Cette marge, je l’ai déjà expérimentée au cours de ma vie de travailleur social. Longtemps, j’ai accompagné des personnes souffrant de maladie mentale ou de handicaps et par la suite des personnes en quête de refuge dont les premiers mots appris en français sont y'a pas de place pour vous.
Mon projet a été de chercher à rencontrer ces personnes, de les entendre, de capter ce qui fait leur unicité. J'ai la conviction que nous ne sommes pas séparés, nous faisons partie du même monde. La folie et le handicap ne sont pas aussi éloignés de nous qu’on voudrait le croire. Il suffit d'un accident, vasculaire ou automobile, et c’est l’effondrement. Les exigences de compétitivité pointent cruellement nos fragilités, menaçant de nous faire basculer dans le fossé.
Le regard que j’ai porté sur eux se veut dénué de tout a priori. Sans doute n’est-ce pas un hasard que ces trois-là me retiennent : Jean-Luc, Monique et Johnny, rétifs à entrer dans une case et surtout pas dans celle d’une victime. Il s’agit de personnes profondément abîmées par la vie, qui ont perdu confiance en l’humanité et qui traversent cette Terre, en s’y isolant, en errant, en endurant la rude durée de leur passage. S’abandonnent. Ont abandonné.

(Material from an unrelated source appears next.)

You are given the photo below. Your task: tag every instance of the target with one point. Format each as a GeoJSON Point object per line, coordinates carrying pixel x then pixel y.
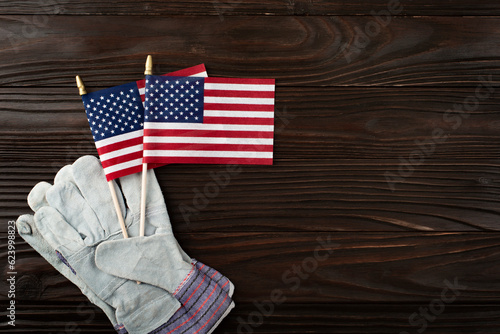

Au travers de ce film, il ne s’agit pas rendre les SDF visibles, car il semble que ces dernières années, ils le sont trop devenus : ils sont à tous les coins de rue, près des distributeurs de sous, devant notre boulangerie de quartier, ils envahissent les bancs publics. Ce que je veux montrer, c'est ce que raconte leur corps fourbu, souvent lardé de cicatrices, leur visage strié de rides, leurs mains aux ongles noirs ornés de bagouzes. Je ne veux rien gommer de ce qui est dérangeant mais aussi aller au-delà de ce qui ne peut que nous repousser.
La voie que j’ai empruntée consiste à aller vers leur singularité, en laissant se raconter leur histoire. Les petites histoires éclairent ce qu’ils sont devenus mais aussi ce qui les fait tenir. Aucune n’est dénuée de drames : un deuil indépassable, une mère haineuse, un conjoint violent qui non seulement bat à mort mais abat littéralement tout espoir de se relever. Cependant, ces blessures, chacun les métabolise, les sublime, les transforme de manière singulière. Aucun n’est dénué non plus d’attachements à une certaine idée artistique et éthique de la vie : les dessins pour Jean-Luc, la poésie pour Monique, la liberté incarnée pour Johnny. Au fur et à mesure de ce que j’entends d’eux, se dégage une conscience douloureuse et une vision aigüe d’un monde, le nôtre, tel qu’il tourne (mal) et dont ils seraient les révélateurs.
Simone Fluhr
Simone Fluhr
Après avoir été fille de salle à l’hôpital rural de Masevaux, puis monitrice-éducatrice à l’IMP Saint Joseph de Lutterbach, Simone Fluhr travaille pendant 19 ans au Foyer Jean Cuny à Hirsingue accompagnant des personnes adultes souffrant d’une maladie ou d’un handicap mental. À partir de 1999 et jusqu’en 2012, elle accompagne des demandeurs d’asile au sein de l’association Casas à Strasbourg tout en développant son activité dans le cinéma documentaire tant dans l’écriture (Jours d’exil, 2001) que dans l’assistanat (Un travail de fourmi, 1998, André Weckmann, une poignée d’orties, 2003, Une saison sans faim, 2005, La première séance, 2009). Elle co-réalise Dear Ademir en 1998, La casa à la rue en 2006, À cœur ouvert en 2008, Les éclaireurs en 2011, La petite étincelle en 2014. En 2016, elle signe Rivages qui est récompensé par une Étoile de la Scam. En 2020, son film L’homme ce vieil animal malade est sélectionné au FID à Marseille.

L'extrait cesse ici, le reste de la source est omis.